The field of Data Science is a combination of statistics and computer science methodologies that enable learning from data. A data scientist extracts information from data, and is involved with every step that must be taken to achieve this goal, from getting acquainted with the data to communicating the results in non-technical language. The Data Science Specialist program prepares students for work in the Data Science industry or government and for graduate studies in Data Science, Computer Science, or Statistics. Students in the program will benefit from a range of advanced courses in Computer Science and Statistics offered by the University of Toronto, as well as from a sequence of three integrative courses designed especially for the program.
The Data Science Specialist program comprises three fundamental and highly-integrated aspects. First, students will acquire expertise in statistical reasoning, methods, and inference essential for any data analyst. Seconds, students will receive in-depth training in computer science: the design and analysis of algorithms and data structures for handling large amounts of data, and best practices in software design. Students will receive training in machine learning, which lies at the intersection of computer and statistical sciences. The third aspect is the application of computer science and statistics to produce analyses of complex, large-scale datasets, and the communication of the results of these analyses, students will receive training in these areas by taking integrative courses that are designed specifically for the Data Science Specialist program. The courses involve experiential learning: students will be working with real large-scale datasets from the domain of business, government, and/or science. The successful student will combine their expertise in computer and statistical science to produce and communicate analyses of complex large-scale datasets.

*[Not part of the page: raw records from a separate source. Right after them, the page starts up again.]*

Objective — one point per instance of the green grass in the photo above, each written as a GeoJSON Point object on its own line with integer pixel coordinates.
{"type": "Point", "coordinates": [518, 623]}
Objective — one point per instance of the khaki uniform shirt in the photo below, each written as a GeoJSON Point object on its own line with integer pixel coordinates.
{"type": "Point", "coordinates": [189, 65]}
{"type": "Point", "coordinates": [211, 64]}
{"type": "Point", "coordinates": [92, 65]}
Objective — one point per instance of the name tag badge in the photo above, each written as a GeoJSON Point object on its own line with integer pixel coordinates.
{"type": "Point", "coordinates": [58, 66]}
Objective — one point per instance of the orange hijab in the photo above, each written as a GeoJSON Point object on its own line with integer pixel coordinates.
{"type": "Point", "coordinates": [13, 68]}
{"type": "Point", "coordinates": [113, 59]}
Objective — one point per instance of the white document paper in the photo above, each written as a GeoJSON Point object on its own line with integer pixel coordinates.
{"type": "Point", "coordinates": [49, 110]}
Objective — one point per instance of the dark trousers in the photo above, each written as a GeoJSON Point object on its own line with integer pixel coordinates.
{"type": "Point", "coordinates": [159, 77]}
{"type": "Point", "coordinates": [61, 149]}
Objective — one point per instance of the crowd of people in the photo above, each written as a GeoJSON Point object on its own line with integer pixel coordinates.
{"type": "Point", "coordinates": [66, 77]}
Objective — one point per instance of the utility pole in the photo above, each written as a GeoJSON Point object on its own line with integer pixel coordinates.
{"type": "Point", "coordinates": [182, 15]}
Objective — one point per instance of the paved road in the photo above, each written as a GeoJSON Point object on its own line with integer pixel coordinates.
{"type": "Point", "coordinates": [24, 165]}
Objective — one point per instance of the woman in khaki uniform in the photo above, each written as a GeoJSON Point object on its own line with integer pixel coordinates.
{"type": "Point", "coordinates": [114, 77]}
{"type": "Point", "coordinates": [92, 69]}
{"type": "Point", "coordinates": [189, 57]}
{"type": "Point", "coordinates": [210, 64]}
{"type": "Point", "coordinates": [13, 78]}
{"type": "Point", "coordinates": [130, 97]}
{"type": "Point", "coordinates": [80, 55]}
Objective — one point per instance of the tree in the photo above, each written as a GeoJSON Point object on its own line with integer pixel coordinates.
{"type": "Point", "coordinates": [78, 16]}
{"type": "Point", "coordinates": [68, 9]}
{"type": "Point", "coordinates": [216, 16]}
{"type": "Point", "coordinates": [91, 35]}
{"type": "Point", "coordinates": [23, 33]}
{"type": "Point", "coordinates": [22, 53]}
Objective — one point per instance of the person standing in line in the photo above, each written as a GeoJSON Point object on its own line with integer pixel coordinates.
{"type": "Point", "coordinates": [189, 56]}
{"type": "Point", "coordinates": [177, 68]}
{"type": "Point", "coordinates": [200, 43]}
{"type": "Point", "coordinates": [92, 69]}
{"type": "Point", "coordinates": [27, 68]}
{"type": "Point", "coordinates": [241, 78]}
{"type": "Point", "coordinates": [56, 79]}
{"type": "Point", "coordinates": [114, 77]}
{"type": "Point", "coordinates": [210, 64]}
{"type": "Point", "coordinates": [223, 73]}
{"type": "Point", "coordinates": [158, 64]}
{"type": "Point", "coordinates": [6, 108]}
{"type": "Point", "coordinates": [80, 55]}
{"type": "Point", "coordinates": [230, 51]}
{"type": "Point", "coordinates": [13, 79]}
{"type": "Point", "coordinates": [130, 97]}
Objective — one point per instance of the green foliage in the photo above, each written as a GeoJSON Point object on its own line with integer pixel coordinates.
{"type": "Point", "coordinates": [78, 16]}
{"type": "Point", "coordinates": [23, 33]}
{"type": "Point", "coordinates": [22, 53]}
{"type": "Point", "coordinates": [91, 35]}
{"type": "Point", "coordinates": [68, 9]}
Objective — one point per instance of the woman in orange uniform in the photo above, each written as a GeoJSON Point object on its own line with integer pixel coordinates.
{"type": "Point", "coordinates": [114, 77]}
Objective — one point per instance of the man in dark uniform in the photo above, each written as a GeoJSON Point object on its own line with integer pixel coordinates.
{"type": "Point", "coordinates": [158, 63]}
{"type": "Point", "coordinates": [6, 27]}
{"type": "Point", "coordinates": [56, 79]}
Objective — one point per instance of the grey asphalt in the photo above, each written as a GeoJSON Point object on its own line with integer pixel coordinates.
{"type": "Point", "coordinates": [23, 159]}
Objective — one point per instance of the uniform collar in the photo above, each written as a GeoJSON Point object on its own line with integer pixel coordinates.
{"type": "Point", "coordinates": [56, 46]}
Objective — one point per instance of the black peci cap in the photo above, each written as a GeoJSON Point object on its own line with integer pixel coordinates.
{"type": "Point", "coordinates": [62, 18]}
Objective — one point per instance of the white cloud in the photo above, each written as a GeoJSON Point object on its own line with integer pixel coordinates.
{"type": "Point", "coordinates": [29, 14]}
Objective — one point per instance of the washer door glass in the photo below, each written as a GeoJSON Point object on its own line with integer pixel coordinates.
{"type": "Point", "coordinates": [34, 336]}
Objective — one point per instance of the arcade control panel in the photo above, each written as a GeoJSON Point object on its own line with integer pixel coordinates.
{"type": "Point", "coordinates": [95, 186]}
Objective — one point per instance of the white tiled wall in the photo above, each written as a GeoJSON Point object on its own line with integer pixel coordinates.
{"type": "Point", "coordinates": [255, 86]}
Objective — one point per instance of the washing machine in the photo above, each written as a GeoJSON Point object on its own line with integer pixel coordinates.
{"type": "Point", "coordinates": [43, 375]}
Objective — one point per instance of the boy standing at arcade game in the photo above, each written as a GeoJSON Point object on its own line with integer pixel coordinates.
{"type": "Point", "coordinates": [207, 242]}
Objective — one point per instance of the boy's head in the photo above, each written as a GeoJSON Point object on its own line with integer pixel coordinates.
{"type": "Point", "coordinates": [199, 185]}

Skills that graduates of the program will acquire include proficiency in statistical reasoning and computational thinking, data manipulation and exploration, visualization, and communication that are required for work as a data scientist, the ability to apply statistical methods to solve problems in the context of scientific research, business, and government, familiarity and experience with best practices in software development, and knowledge of current software infrastructure for handling large data sets. Graduates of the program will be able to demonstrate the ability to apply machine learning algorithms to large-scale datasets that arise in scientific research, government, and business, create appropriate data visualizations for complex datasets, identify and answer questions that involve applying statistical methods or machine learning algorithms to complex data, and communicating the results, present the results and limitations of a data analysis at an appropriate technical level for the intended audience.